Spinal Metastases from Gastrointestinal Stromal Tumor: A Case Report Open Access

Gastrointestinal stromal tumors (GISTs) are the most common form of gastrointestinal mesenchymal tumors and arise from the interstitial cells of Cajal or related stem cells [1, 2]. It has been reported that 4,000 new cases of GISTs occur in the USA annually, contributing to 2–3% of all gastrointestinal neoplasia [1‒3]. The most common presentations are symptoms due to localized tumor invasion with patients typically presenting between the ages of 40–70, with a median age of 63 years; men and women are equally affected [1, 2, 4, 5]. The primary location of GIST is most commonly in the stomach, with an incidence of 60%–70%, followed by the small intestine (20%–30%), colon and rectum (5%), abdominal cavity, peritoneum, and omentum (5%), esophagus (<5%), and the retroperitoneal space (<3%) [1, 5]. Bone metastasis in GIST is rare, accounting for only 0.47% of cases, with the spine being the most common location of osseous metastasis. To date, there have been only 27 reported cases of metastatic GIST to the spine [2, 6‒9]. Here we review the current literature and report a case of GIST with metastatic spread to the thoracic spine presenting with acute spinal cord compression. The CARE Checklist has been completed by the authors for this case report, attached as online supplementary material (for all online suppl. material, see https://doi.org/10.1159/000543568).
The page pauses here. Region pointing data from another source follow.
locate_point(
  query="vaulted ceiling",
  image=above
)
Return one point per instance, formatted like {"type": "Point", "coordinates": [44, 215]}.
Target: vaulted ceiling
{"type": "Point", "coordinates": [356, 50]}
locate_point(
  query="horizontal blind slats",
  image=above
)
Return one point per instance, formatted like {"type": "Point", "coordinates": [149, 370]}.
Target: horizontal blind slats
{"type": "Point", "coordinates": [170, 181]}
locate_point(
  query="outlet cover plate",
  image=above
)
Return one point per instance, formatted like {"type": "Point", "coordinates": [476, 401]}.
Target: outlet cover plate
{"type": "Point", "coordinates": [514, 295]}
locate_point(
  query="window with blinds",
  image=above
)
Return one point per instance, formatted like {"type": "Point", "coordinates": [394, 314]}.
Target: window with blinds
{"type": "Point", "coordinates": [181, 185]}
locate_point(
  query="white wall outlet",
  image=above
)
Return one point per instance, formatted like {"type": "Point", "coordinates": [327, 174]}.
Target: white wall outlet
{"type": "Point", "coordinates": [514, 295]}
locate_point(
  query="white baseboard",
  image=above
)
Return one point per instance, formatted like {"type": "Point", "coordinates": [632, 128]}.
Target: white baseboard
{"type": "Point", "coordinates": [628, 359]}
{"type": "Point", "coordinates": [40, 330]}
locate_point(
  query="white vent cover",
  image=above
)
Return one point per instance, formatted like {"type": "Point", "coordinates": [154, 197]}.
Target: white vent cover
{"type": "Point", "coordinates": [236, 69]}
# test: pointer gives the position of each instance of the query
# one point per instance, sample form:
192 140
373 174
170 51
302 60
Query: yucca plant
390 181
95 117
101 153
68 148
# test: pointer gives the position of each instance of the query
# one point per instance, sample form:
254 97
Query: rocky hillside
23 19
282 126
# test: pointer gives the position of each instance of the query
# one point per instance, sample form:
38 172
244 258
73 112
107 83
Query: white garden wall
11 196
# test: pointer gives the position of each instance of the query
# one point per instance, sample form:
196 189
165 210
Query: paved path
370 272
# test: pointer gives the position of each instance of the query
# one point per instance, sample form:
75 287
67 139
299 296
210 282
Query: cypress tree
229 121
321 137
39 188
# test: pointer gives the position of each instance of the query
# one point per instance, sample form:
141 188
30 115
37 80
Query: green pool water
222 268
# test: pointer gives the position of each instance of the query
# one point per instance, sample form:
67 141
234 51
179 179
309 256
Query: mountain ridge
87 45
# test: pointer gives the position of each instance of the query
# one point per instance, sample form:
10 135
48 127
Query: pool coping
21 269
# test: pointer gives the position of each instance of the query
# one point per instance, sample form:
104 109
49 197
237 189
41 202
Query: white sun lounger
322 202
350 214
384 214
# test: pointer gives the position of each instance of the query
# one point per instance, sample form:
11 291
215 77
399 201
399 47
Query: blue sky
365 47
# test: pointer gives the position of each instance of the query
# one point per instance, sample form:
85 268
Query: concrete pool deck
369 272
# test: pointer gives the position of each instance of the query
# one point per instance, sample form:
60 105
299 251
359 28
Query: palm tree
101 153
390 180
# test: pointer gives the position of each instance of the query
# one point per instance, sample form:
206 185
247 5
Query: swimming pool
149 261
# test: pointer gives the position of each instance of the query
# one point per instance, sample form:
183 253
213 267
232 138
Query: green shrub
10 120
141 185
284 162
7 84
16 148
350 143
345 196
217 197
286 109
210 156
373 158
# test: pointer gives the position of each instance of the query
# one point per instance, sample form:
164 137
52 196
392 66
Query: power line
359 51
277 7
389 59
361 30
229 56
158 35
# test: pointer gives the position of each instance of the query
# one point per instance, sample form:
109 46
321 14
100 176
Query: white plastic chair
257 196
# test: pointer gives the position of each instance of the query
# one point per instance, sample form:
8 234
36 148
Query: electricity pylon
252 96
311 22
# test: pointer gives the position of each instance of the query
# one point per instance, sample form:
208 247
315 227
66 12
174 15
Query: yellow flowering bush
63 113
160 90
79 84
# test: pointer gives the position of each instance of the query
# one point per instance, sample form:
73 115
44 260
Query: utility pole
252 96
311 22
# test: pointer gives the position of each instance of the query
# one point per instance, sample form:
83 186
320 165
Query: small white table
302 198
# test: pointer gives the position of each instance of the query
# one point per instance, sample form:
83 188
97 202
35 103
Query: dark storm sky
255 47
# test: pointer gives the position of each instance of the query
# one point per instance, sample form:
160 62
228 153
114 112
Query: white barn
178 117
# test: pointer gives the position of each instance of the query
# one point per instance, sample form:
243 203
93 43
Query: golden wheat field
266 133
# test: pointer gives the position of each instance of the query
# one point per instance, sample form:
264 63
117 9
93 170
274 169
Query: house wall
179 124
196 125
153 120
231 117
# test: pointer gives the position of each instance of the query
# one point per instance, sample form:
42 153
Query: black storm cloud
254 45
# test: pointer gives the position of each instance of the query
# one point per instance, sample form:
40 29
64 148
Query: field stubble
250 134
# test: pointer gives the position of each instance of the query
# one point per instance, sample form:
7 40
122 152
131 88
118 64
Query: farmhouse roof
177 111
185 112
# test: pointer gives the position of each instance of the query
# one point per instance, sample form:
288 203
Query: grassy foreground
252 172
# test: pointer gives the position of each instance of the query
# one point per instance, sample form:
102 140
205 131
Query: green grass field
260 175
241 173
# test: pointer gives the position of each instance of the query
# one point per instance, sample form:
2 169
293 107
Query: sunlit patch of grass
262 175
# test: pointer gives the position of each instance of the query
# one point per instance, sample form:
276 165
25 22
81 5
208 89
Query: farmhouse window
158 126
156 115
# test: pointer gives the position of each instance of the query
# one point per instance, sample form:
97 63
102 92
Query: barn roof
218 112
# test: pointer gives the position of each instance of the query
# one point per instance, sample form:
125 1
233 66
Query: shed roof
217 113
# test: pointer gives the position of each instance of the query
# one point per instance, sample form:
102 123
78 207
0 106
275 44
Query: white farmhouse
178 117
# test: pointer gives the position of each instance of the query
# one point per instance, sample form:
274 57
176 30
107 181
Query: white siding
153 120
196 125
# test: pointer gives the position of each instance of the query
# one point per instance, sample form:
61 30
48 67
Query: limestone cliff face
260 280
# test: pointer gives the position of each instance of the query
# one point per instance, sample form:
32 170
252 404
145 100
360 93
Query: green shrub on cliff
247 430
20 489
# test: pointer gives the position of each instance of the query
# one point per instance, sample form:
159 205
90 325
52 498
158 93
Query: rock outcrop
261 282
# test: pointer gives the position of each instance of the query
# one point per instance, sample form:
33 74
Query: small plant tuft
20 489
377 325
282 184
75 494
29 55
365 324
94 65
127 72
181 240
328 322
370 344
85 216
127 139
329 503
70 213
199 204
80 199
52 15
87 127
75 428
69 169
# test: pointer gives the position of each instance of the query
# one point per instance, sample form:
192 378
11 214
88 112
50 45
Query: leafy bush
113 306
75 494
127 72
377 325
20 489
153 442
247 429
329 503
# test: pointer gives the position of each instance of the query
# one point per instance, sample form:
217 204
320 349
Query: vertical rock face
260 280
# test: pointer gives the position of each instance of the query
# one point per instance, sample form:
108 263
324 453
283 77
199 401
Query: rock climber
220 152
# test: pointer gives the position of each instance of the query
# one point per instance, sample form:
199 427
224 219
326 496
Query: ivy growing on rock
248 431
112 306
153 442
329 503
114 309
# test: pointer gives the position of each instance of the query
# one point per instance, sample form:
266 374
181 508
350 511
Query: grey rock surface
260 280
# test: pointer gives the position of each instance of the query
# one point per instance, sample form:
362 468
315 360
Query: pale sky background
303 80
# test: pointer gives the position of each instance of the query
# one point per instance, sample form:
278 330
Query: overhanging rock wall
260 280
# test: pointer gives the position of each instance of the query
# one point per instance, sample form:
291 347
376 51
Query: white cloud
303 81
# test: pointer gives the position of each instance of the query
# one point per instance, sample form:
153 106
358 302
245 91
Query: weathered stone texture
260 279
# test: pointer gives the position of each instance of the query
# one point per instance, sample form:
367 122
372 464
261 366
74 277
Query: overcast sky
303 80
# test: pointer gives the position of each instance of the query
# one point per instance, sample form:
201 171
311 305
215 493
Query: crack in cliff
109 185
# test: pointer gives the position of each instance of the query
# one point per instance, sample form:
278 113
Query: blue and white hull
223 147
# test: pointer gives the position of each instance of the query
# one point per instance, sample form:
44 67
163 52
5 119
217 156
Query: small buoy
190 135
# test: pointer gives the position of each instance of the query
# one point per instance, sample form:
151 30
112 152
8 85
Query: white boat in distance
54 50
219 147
A 56-year-old female initially presented with a 20-year history of acute on chronic mechanical low back pain. A thoracolumbar X-ray was obtained at an outside institution which demonstrated a subtle compression deformity of the T10 vertebral body with multiple lytic lesions noted throughout the thoracolumbar spine (Fig. 1). She was found to have no neurologic deficits. No further imaging or spinal biopsy was performed at this time and the compression deformity was managed with conservative nonsurgical management. On further oncologic workup due to concern for possible metastatic disease, she was ultimately found to have a tumor with primary location in the gastric fundus and peritoneum along with metastatic lesions within the liver confirmed on liver biopsy.

Histopathological assessment of the gastric and hepatic tumors demonstrated a hypercellular tumor composed of epithelioid and spindle cells (Fig. 2a) with frequent mitotic figures (Fig. 2b). On immunohistochemical analysis, the tumor cells were negative for AE1/AE3 (Fig. 2c) and diffusely positive for CD117 (Fig. 2d) consistent with a diagnosis of GIST. Next-generation sequencing of KIT and platelet-derived growth factor receptor-alpha (PDGFRA) revealed a mutation in an exon 11 mutation in KIT (p. Trp557_Lys 558 deletion). The patient was initiated on a therapeutic regimen consisting of imatinib 400 mg with palliative external beam radiation therapy to T1–T9 of the spine with 3,000 cGy in 300 cGy fractions.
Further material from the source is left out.